Read in June 2010 (part two)

9. The Awakening, by Kate Chopin
Sentence by sentence, the prose isn't exactly my taste, but it builds a good story. I definitely had to wrestle with the main character and the ending, just to decide...what I thought of her.

10. Black and White Photography [Manifest Visions], ed. by James Luciana
Not really an aesthetic that interest me or speaks to me. A bit too...theatrical? There were some gems in there, though.

11. 50 Ways to Soothe Yourself Without Food, by Susan Albers
This book could have been called 50 Healthy Coping Mechanisms or 50 Healthy Ways to Soothe  Yourself. While it's aimed at addressing emotional eating, the destressing/soothing techniques they present are quite universally applicable

12. Charles Sheeler: The Photographs, ed. by Theodore E. Stebbins
What a wonderfully spare aesthetic he has. One of the old master photographers.

13. A Geisha's Journey: My Life as a Kyoto Apprentice, by Naoyuki Ogino
Brief, interesting, and pretty to look at. [Photographs + interviews with the geisha in question.] For a while back in high school, I used to read everything geisha that I could get my hands on. Old habits die hard, I guess. :)

14. Photographs: Annie Leibovitz, 1970-1990, by Annie Leibovitz
She's so flippin' talented; her pictures just light the inside of my head up. In some of her pictures, you just KNOW that she's captured more of her subjects than they meant to show of themselves. Just brilliant. You gotta check out her book Women too.
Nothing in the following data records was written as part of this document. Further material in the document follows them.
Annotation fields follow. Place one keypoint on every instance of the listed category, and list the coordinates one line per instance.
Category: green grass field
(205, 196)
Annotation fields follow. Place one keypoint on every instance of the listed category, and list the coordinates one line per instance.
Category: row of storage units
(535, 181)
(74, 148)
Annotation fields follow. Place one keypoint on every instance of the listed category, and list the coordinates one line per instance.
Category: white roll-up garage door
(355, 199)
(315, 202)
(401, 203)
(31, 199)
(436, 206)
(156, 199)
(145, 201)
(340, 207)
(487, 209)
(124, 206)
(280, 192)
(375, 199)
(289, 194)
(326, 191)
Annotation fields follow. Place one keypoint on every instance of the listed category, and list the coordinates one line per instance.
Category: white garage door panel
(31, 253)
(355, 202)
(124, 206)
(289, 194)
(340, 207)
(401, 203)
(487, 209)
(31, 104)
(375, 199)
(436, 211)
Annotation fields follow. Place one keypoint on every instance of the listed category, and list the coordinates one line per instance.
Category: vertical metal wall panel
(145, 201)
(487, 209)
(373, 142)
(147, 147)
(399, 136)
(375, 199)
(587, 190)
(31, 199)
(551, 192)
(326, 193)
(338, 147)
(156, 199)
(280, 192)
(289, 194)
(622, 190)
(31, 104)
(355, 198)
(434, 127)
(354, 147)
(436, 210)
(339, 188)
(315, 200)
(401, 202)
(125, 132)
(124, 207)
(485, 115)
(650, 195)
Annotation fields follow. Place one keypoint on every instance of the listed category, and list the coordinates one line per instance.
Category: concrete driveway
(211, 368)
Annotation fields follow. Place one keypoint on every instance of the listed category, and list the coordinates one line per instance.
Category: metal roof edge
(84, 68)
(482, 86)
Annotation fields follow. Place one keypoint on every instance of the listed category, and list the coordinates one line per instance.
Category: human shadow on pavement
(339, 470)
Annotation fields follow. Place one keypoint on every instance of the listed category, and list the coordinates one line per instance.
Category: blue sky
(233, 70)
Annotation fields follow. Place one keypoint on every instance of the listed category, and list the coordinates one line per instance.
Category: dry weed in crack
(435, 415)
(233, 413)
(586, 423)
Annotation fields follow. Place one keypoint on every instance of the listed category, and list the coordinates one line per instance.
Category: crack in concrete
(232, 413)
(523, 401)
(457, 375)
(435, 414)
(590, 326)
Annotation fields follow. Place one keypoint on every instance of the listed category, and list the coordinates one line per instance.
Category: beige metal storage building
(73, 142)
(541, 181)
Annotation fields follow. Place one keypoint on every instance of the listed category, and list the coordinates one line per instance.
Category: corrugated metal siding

15. Adam: God's Beloved, by Henri Nouwen
I love this writer, but this one didn't communicate that much to me. Possibly because he died before it was completely through the publishing process? Anyways, it's about the author's time (he's a theologian) living in a community for mentally disabled people. The main thing I took from it is the idea that because God's love for us depends on nothing, we are freed to simply and peacefully be.